No one ever tells us
until i hit twelve,
the muddle of new, yet-to-be-explored tension when the seating plan got announced
the flitting not-glances as everyone held their towel up too tight in the changing rooms
the dry-mouthed wrestling in gym class, christmas cards with rows of kisses
girls being walked home and guys doing the walking, both looking anywhere but each other –
i thought that you could only fall into one of two categories.
i had been taught from birth by every movie, every book I pretended to turn up my nose at
but started going through it when their backs were turned, not knowing what i was searching
to daydream about white veils and a wedding garter hidden daintily out of the way
and, of course, the groom, forever smiling, maybe tearing up at the end of the aisle.
it has been rubbed into me, however well-intentioned, by giggled sleepover conversations,
by my parents, by people in the street who don’t try very hard not to smirk
at my friend from the boys’ school up the street who keeps brushing my palm with his.
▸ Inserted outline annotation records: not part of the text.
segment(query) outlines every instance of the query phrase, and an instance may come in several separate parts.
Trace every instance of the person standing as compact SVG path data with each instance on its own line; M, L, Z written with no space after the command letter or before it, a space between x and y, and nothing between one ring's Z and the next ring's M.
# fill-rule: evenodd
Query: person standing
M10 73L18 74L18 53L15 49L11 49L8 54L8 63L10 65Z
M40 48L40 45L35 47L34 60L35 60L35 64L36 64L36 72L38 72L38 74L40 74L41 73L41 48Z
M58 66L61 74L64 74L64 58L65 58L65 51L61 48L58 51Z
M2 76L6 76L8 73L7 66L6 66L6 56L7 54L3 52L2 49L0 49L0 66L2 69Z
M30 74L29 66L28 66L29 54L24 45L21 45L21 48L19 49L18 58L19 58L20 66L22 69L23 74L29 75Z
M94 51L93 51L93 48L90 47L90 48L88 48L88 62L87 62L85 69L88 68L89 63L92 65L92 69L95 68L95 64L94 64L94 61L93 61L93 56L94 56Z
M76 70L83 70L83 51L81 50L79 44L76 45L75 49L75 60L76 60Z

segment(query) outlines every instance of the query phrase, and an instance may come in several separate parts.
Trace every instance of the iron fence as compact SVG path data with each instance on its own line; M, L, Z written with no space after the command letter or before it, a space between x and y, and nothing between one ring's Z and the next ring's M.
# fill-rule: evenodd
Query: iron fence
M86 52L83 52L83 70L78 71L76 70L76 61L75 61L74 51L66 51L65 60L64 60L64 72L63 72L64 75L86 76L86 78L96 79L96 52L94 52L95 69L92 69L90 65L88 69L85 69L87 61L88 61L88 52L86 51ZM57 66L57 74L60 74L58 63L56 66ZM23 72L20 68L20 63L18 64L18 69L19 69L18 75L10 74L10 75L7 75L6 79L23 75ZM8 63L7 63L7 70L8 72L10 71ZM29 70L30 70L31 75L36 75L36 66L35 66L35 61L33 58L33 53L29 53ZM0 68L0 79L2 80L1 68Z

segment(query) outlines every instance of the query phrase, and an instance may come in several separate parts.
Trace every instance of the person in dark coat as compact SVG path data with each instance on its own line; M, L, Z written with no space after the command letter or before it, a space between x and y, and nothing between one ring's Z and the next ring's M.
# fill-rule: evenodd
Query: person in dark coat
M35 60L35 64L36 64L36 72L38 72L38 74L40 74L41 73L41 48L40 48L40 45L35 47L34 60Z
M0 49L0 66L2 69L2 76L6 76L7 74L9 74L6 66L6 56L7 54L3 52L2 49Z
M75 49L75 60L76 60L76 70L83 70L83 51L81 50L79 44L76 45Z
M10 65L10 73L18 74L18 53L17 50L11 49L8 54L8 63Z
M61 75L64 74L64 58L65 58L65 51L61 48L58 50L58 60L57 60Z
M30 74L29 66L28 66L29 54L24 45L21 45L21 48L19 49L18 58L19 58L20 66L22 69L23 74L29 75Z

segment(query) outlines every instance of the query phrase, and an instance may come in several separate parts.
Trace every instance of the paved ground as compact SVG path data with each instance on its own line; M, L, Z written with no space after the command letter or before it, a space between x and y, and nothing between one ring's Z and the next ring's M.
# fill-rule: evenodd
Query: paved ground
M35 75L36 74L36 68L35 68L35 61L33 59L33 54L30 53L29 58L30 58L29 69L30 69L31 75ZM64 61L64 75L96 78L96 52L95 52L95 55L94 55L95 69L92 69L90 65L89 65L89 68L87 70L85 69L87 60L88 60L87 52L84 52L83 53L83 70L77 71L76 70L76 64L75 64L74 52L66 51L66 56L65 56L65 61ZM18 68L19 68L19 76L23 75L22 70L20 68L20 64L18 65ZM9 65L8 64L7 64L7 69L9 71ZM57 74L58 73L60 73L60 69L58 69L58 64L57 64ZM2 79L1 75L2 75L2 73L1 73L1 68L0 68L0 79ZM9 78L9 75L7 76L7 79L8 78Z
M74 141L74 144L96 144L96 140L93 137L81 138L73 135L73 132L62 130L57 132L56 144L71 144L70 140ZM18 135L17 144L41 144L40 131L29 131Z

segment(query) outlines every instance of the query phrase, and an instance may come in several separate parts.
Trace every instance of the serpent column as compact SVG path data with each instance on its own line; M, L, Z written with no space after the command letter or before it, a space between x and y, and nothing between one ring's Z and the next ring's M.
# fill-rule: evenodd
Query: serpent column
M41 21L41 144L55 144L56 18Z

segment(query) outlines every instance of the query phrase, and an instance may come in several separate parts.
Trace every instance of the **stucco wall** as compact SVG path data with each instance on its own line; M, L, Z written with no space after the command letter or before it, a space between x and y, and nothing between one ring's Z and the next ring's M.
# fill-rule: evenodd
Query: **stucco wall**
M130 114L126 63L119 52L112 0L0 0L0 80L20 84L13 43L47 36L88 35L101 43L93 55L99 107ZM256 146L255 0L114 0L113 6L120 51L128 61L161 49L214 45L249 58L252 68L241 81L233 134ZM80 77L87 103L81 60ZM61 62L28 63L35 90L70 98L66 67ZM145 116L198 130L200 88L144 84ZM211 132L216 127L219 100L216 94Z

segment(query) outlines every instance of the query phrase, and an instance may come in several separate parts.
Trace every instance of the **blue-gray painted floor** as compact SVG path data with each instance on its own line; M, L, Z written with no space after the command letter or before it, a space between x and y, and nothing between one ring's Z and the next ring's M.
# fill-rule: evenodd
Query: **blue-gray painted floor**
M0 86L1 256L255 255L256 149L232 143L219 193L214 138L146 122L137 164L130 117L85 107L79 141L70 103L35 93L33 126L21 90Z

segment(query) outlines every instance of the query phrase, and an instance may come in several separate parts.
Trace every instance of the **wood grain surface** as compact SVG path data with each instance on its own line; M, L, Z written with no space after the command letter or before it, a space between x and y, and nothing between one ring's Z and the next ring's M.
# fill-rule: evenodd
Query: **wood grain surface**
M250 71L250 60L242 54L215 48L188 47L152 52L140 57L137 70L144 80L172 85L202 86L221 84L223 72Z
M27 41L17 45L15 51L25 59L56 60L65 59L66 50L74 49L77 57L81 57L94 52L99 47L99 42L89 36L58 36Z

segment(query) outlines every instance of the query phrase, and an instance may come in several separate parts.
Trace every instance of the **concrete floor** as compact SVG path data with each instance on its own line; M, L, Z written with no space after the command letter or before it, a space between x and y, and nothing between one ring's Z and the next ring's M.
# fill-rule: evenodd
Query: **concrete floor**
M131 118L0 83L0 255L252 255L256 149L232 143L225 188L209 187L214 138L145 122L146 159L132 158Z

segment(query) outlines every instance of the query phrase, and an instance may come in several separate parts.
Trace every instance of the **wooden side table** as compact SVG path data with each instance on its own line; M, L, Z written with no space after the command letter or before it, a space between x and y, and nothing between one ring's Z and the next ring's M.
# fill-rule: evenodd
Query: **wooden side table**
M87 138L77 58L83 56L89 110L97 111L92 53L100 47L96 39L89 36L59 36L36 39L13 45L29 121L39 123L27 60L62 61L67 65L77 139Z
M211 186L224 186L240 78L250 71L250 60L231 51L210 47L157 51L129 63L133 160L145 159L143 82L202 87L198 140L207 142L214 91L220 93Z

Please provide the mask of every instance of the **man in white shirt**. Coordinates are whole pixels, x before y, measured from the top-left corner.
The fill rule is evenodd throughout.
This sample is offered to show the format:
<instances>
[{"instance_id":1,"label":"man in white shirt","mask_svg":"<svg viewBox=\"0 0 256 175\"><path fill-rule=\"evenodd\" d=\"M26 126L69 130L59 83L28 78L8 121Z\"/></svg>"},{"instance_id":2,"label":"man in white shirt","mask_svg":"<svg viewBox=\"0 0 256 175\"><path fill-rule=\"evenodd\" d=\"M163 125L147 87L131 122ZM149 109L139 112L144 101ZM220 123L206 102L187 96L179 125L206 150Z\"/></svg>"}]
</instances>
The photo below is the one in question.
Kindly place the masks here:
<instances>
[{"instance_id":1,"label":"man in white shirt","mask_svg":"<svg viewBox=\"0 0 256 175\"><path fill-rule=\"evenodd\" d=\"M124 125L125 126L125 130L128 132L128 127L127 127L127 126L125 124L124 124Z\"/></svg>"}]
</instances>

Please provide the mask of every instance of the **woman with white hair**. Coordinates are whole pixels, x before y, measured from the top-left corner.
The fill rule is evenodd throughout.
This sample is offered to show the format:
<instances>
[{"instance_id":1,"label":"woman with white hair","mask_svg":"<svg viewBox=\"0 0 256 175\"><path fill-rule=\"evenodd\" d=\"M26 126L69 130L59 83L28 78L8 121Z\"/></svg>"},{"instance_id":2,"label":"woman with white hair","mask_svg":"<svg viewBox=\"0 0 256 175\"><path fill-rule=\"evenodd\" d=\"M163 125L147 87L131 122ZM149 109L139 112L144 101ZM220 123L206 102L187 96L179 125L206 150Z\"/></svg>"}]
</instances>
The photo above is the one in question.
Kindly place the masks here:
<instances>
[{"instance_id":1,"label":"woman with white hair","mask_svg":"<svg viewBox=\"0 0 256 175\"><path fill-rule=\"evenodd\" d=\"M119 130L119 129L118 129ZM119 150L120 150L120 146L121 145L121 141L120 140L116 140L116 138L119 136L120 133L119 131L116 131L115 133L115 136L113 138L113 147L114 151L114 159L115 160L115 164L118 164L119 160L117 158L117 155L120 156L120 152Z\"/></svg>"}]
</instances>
(it’s not until years later that i realize that yes, i did want the overly clammy wrap of his hand, but
that particular clutch at the back of my throat was for the friend who had been on the other side
of me: oblivious, ruby-lipped, and straining the shirt I had let her borrow when we had shared a
changing room together an hour before.)
i sometimes think about shearing my hair off, pulling on hoodies instead of sloping dresses
maybe get a metal stud: tongue, nose, a row of silver cuffs along my eyebrow,
let my pants bag around my hips, stop wearing lipstick
to see if people will stop asking me why i don’t ‘look the part’.
pick one or the other, they say,
and god knows i used to, but now i’ve watched the lines blur, and not the ones i ever expected:
shame-faced boys pull their belts achingly tight so they don’t droop and reveal the rim of lace.
not facing the mirror, girls hurriedly bind their chests before their shift changes.
they shower in the dark, stumbling and skidding, because if the light was on
they couldn’t get to a towel fast enough without getting smacked with their reflection.
and they would rather risk a bashed-open head on the wet sink than turn on the light
and see their body locked up in front of them, aching and wrong.
(some people falter before going into public bathrooms. there has never just been one or the other.)
it has been ground into me: pick one.
either the hard, jagged lines of the shoulders and the bolt of the jaw,
the lovely protruding of the adam’s apple,
the grate of stubble, the gangled elbows, the blunt fingers, all angles and edges.
or the waterfall of collarbones crested above the swell of her breasts
that strain her shirt perfectly, the tangent of curved hips,
the flash of thigh above the skirt, charcoal smudges of mascara,
the uninterrupted flow of her throat.
(they both have the soft sweep of their eyelashes on their cheek. the lift of their shirts when they
reach for something. the burst on the end of their laughs. and tongues always feel the same in
my mouth, whether they’re ringed by stubble or lips smeared with artificial red.)
one or the other or you’re greedy, or a liar, or a sinner, or all of the above.
an impatient mother of a whining child with fistfuls of two types of candy at the checkout,
and her fingers will leave marks on your wrist that you will rub over later:
five raised lines reminding you that you cannot have both.